The UK government has recently formed the Food Data Transparency Partnership which, among other objectives, is exploring possible climate labelling policies for food and drink. Oatly has already been doing this since 2019, and the company says it is keen to share its own experience of climate-labelling with policy-makers and industry.
To kick off its campaign, the Swedish alternative milk giant has also offered to buy high-profile advertising space and give it to a "big dairy" company for free, provided they also agree to publish the full climate footprint of their products.
Oatly's UK general manager Bryan Carroll said: "The food and drink we consume is responsible for a third of total UK emissions. Scientists, including the UK Government’s own Climate Change Committee, are clear that those emissions must urgently come down and that consumer behaviour change is a necessary part of that."
But he said the company's view was that it was "unreasonable" to expect this to happen when consumers were not being given the information they needed to make informed choices. "Given the urgency of our climate challenge, we believe it should be as easy for shoppers to find the climate impact of what they’re buying, as it is to find its price tag.”
Oatly has also published was it calls a "grey paper" to make the case for mandatory climate labelling on food.

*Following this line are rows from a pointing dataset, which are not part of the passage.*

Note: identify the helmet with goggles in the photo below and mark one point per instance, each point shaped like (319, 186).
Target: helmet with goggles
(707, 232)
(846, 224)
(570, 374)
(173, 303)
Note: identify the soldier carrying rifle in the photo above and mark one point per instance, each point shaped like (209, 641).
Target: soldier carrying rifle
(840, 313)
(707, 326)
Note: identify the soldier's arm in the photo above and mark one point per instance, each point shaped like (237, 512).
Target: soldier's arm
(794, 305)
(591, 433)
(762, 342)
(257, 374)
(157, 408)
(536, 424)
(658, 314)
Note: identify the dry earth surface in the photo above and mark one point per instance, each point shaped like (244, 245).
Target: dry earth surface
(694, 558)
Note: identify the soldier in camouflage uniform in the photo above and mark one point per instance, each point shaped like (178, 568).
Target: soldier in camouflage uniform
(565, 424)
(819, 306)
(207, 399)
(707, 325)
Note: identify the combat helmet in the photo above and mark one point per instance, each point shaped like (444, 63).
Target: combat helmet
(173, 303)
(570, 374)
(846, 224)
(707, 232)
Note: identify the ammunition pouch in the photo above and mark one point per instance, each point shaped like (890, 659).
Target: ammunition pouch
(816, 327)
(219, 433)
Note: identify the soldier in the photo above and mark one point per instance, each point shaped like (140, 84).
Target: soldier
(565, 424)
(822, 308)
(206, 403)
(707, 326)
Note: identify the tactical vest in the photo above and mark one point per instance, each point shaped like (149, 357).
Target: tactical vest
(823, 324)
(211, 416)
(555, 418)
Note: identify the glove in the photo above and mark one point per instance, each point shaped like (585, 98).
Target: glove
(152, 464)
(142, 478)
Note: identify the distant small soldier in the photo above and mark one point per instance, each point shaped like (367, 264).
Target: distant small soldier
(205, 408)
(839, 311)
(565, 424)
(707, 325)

The papers says that the science is unequivocal - emissions from the food system, which currently equate to 35% of total UK greenhouse gas emissions, must come down, and as the Climate Change Commission - the government's climate advisory group - says, consumers can make a big difference through their choices.
Consumers were already given similar information elsewhere - like emissions data when buying a car, or energy rating data when buying a TV or a fridge - they said, and their own polling revealed British consumers already generally supported the idea of carbon labelling on food and drink, with 62% in favour of introducing it - and 55% thinking companies should be obligated to publish that information.
“Climate labelling isn’t a black and white issue where certain foods are good and others are not," Mr Carroll continued. "This is about giving consumers the freedom to make informed choices about what they’re buying and how it impacts the planet – from grower to grocer."
Over the next few months, he said they would work with businesses across the full spectrum of the food industry, encouraging them to come together and work out what an effective climate labelling system should look like. "One that doesn’t cost the earth but helps preserve the Earth. Together we can put collective pressure on the UK government to make this happen and not get watered down like some other environmental policies have, sadly, been lately.”